A grandfather has become the UK’s first lung cancer patient to benefit from a state-of-art radiotherapy treatment at The Christie NHS Foundation Trust.
Barry Staniforth, 81, was treated using the Elekta MR-guided linear accelerator (MR-linac) machine that performs real-time MRI scans while X-ray beams target the tumour, making it more accurate and reducing side effects.
Despite the COVID-19 pandemic Barry was quickly referred to The Christie in Manchester for treatment.

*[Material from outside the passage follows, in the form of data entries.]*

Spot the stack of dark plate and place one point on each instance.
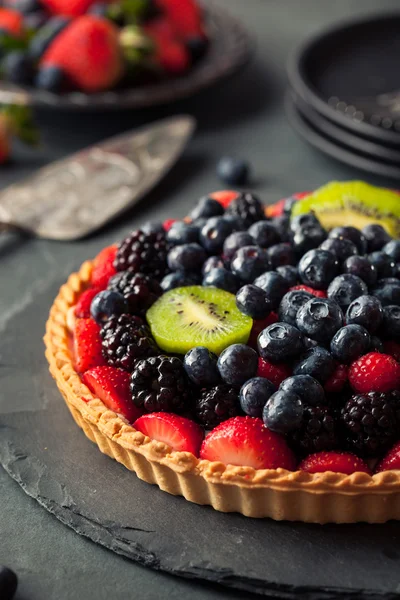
(344, 94)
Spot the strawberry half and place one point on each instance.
(183, 435)
(111, 385)
(246, 442)
(338, 462)
(87, 345)
(103, 267)
(391, 461)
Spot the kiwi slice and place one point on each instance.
(197, 316)
(353, 203)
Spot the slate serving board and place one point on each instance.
(46, 453)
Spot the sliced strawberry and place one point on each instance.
(178, 432)
(246, 442)
(391, 461)
(82, 307)
(111, 385)
(87, 345)
(103, 267)
(338, 462)
(275, 372)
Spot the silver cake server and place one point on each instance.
(74, 196)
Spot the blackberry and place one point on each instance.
(140, 291)
(159, 383)
(247, 207)
(143, 253)
(216, 405)
(125, 339)
(317, 431)
(370, 422)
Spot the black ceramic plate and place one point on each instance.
(333, 148)
(350, 74)
(230, 48)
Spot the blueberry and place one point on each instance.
(214, 262)
(376, 237)
(283, 412)
(309, 390)
(346, 288)
(222, 279)
(253, 301)
(249, 262)
(350, 233)
(214, 234)
(182, 233)
(280, 341)
(391, 322)
(392, 249)
(264, 234)
(387, 291)
(237, 364)
(50, 78)
(254, 394)
(349, 343)
(340, 247)
(107, 303)
(201, 367)
(288, 272)
(385, 265)
(234, 241)
(365, 311)
(233, 171)
(319, 319)
(290, 304)
(361, 267)
(188, 258)
(317, 268)
(316, 362)
(206, 208)
(274, 285)
(179, 279)
(281, 254)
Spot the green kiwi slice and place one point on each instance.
(197, 316)
(353, 203)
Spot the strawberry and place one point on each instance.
(111, 385)
(103, 267)
(183, 435)
(275, 372)
(375, 372)
(338, 462)
(391, 461)
(87, 345)
(88, 52)
(82, 307)
(246, 442)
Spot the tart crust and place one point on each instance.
(275, 493)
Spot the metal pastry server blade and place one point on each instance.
(73, 197)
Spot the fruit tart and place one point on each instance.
(246, 357)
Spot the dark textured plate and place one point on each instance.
(230, 48)
(333, 148)
(349, 74)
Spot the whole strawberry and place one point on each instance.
(88, 53)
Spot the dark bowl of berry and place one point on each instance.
(84, 54)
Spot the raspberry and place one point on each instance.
(370, 422)
(143, 253)
(140, 291)
(159, 384)
(125, 340)
(216, 405)
(375, 372)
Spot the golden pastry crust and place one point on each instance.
(276, 493)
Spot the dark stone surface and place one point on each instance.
(64, 471)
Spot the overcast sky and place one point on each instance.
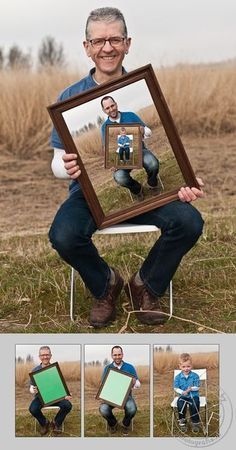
(163, 31)
(192, 348)
(60, 353)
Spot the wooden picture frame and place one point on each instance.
(114, 158)
(50, 383)
(109, 202)
(115, 388)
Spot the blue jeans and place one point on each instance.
(71, 235)
(130, 411)
(150, 164)
(193, 402)
(36, 406)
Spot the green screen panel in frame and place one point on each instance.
(50, 383)
(115, 388)
(80, 123)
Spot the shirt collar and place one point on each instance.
(116, 366)
(92, 72)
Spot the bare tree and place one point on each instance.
(17, 59)
(50, 53)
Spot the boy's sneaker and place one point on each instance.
(138, 197)
(113, 429)
(195, 427)
(125, 430)
(182, 424)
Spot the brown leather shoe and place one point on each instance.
(43, 430)
(142, 299)
(104, 309)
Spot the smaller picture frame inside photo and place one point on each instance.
(81, 124)
(123, 146)
(50, 383)
(115, 388)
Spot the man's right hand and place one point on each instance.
(71, 165)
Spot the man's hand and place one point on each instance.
(187, 194)
(71, 165)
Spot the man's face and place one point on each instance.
(110, 108)
(117, 355)
(186, 367)
(108, 59)
(45, 356)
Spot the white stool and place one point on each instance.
(48, 408)
(123, 228)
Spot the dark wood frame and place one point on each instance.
(31, 374)
(113, 369)
(139, 165)
(144, 73)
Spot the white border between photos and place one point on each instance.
(7, 390)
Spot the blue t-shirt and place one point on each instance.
(182, 382)
(77, 88)
(125, 117)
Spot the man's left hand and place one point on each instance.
(187, 194)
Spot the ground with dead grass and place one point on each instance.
(34, 290)
(25, 424)
(164, 365)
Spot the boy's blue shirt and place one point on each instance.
(124, 141)
(181, 382)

He then received four weeks of radiotherapy to treat his lung cancer using the pioneering Elekta MR-linac machine.
The MR-guided linear accelerator (MR-linac) combines magnetic resonance (MR) scanning and tumour-busting radiotherapy to deliver magnetic resonance radiotherapy in one hi-tech package.
Barry’s treatment was part of the MOMENTUM trial which is a worldwide radiotherapy trial using the MR-linac. It aims to target a wide range of cancers to find out which ones react best to the treatment before it is hopefully rolled out across the globe. The trial is being overseen by Dr Cynthia Eccles and the MR-linac team at The Christie and supported by the NIHR Manchester Biomedical Research Centre.
Barry, from Sandbach, had only just retired, aged 79, before his diagnosis. He was treated by specialist lung oncology team headed up by Dr Ahmed Salem and Professor Corinne Faivre-Finn, with support from the MR-Linac clinical lead Professor Ananya Choudhury, consultant research radiographer, Dr Cynthia Eccles and physics lead Dr Rob Chuter. The research team are also based at The University of Manchester.
Dr Ahmed Salem said: “The MR-linac’s unique ability to provide real time scans of the tumour and healthy tissues while treatment is being delivered provides an opportunity to improve radiotherapy accuracy & reduce side-effects in selected patients.
“We hope that Barry will be the first of many lung cancer patients to have treatment on this innovative machine. It is a privilege to be part of the team that made this possible”.
Being able to more specifically target tumours and avoid more healthy tissue around them means the machine can use target X-rays better. The £5.3m machine was part-funded by donations to The Christie charity.
Since the opening of the UK’s first NHS high energy proton beam centre in 2018, The Christie is now one of only two sites worldwide to offer both these pioneering radiotherapy treatments.